Holders of the policy-rate balance

Figure 1 shows the breakdown of the current account balance at the Bank of Japan by the categories of financial institutions.

It shows that “city banks” has the largest balance, followed by “other institutions subject to reserve requirements”. However, the distribution of the policy-rate balance seems to be quite different from the distribution of the overall current account balance.

To see which of the financial institutions held the policy-rate balance the most, Figure 2 shows only the distribution of the policy-rate balance across different categories of financial institutions.

Against the general impression, it is not the “city banks” that has the policy-rate balance the most (in fact they hold zero policy-rate balance), but it is the “other institutions subject to reserve requirements”. The latter category consists of Japan Post Bank, Shinkin banks, and Norinchukin Bank.

Among the three, Japan Post Bank has the largest amount of deposits among the institutions. At the end of December 2017, Japan Post Bank had 181.1 trillion yen worth of deposits, while the Shinkin banks had 142.2 trillion yen, and Norinchukin Bank 102.3 trillion yen.

But the amount of deposits only implies that required reserve needs to be correspondingly large. It does not necessarily mean that Japan Post Bank’s policy-rate balance is large.

However, there is a reason to believe that Japan Post Bank has a significant amount of policy-rate. That is because the Bank is still on its way to full privatization: it is still being restricted in terms of lending to firms and individuals. As a result, there is a limit as how much it can shift the policy-rate balance to other financial institutions. It seems probable that a significant amount of the balance has ended up at the Japan Post Bank.

Fall in profitability of the Japan Post Bank and zero base-up

Negative interest rate applied to the policy-rate balance held by the Japan Post Bank has provided a downward pressure on the profits of the Bank. In addition, negative interest rate policy has reduced the interest received on the large amount of Japanese government bonds held by the Bank (82 trillion yen as of end-March 2016). As Figure 3 shows, they have contributed to the decline of net profit of the Japan Post since the fiscal year ended in March 31, 2016.

One of the outcomes of the impact of the negative interest rate policy on the profitability of the Japan Post Bank is the denial of an increase in base wage (or “base-up”) of Japan Post Group employees.
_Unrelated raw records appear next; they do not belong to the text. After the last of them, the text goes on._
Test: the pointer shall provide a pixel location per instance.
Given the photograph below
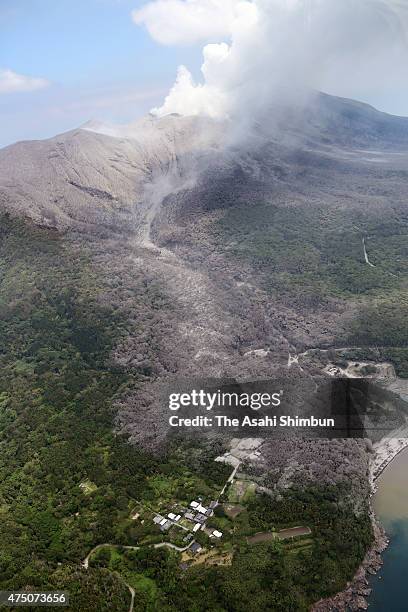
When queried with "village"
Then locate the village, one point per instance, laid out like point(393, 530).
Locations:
point(191, 519)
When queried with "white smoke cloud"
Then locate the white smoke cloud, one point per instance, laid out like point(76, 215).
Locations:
point(275, 48)
point(172, 22)
point(11, 82)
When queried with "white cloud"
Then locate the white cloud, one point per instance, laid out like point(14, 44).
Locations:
point(272, 48)
point(173, 22)
point(11, 82)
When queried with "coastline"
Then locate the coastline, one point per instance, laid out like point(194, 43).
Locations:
point(354, 597)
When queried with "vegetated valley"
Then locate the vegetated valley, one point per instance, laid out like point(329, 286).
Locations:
point(123, 273)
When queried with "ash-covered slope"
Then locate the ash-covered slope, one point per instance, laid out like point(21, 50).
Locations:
point(94, 177)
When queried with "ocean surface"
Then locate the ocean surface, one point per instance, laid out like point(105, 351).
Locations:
point(390, 585)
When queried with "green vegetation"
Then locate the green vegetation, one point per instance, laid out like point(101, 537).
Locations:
point(67, 482)
point(308, 254)
point(278, 575)
point(316, 250)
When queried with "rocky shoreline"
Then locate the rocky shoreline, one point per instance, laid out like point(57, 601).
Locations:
point(354, 597)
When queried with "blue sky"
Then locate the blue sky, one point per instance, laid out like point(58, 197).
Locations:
point(64, 62)
point(98, 63)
Together with the negative impacts of the negative interest rate policy on the profitability of the Japan Post Insurance, which also has a significant stock of Japanese government bond, it led the Japan Post Holdings, the shareholding company of the two, to deny the demand by the Japan Postal Group Union for a base up. After raising the base wage by 1000 yen in both 2014 and 2015 spring wage round, the base wage has been kept flat in 2016 and 2017.
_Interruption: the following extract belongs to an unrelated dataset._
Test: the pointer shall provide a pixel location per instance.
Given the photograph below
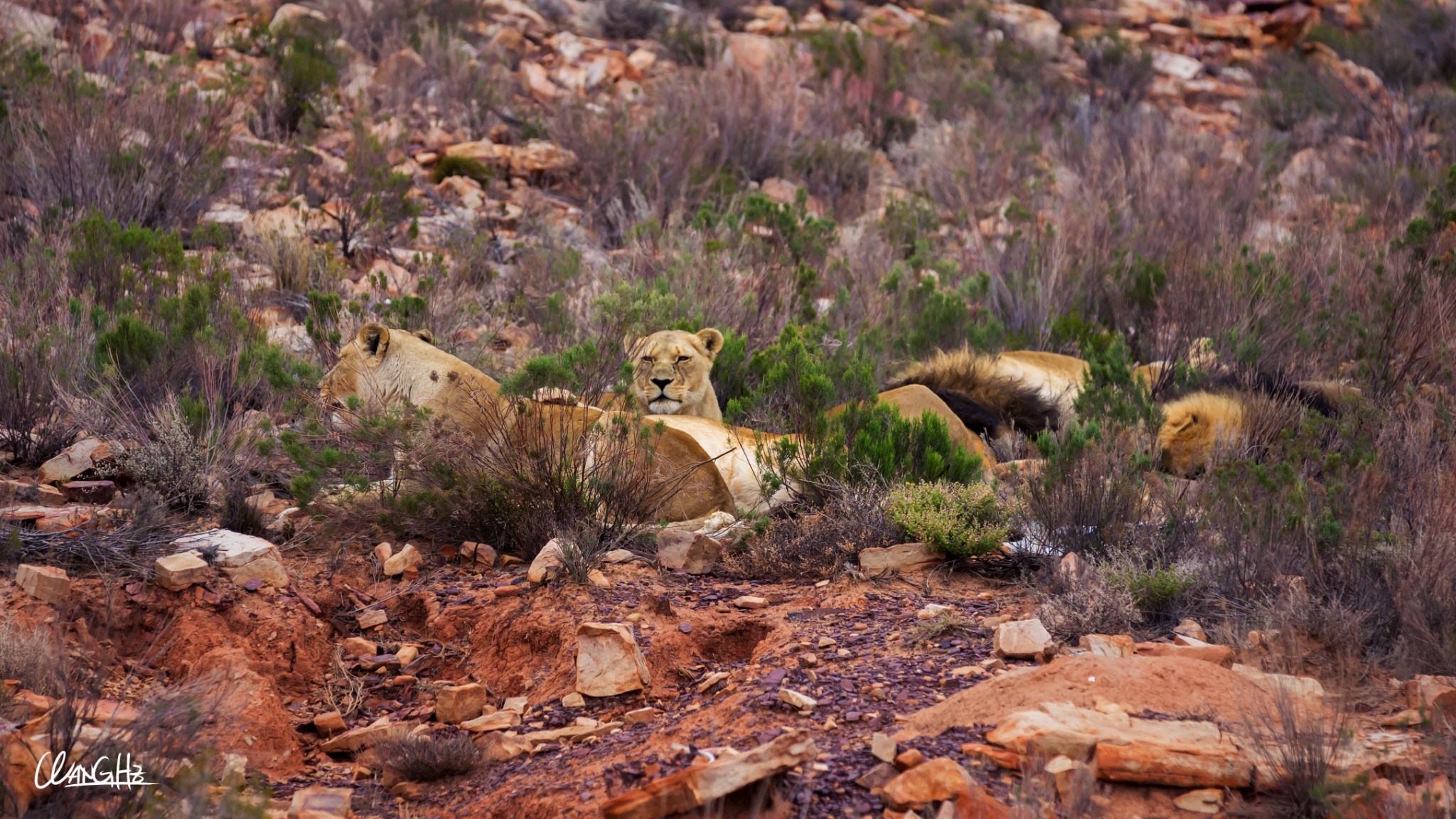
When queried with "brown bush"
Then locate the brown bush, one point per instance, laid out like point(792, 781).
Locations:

Dampening the transmission mechanism of negative interest rate policy

The outcome of the spring wage round of the Japan Post Group is important for the overall outcome of the round. That is because most closely watched data released by the Rengo (Japan Trade Union Confederation), which is one of the most popular sources for information on the outcome of the spring wage round, is the average of the wage increase weighted by the number of trade union members. Japan Postal Group Union happens to be the largest single trade union in the Rengo: its membership of about 240 thousand commands about 8-9 percent of the total 2769 thousand members that participated in the spring wage round (or, more precisely, 2769 thousand members that were used in calculating the weighted average).

The partial privatization of the Japan Post Bank and Japan Post Insurance has resulted in dampening the transmission of negative interest rate policy onto wages. Unless there is a significant progress in the privatization process, the contribution that negative interest rate policy can make in achieving the 2 percent inflation target can be rather limited.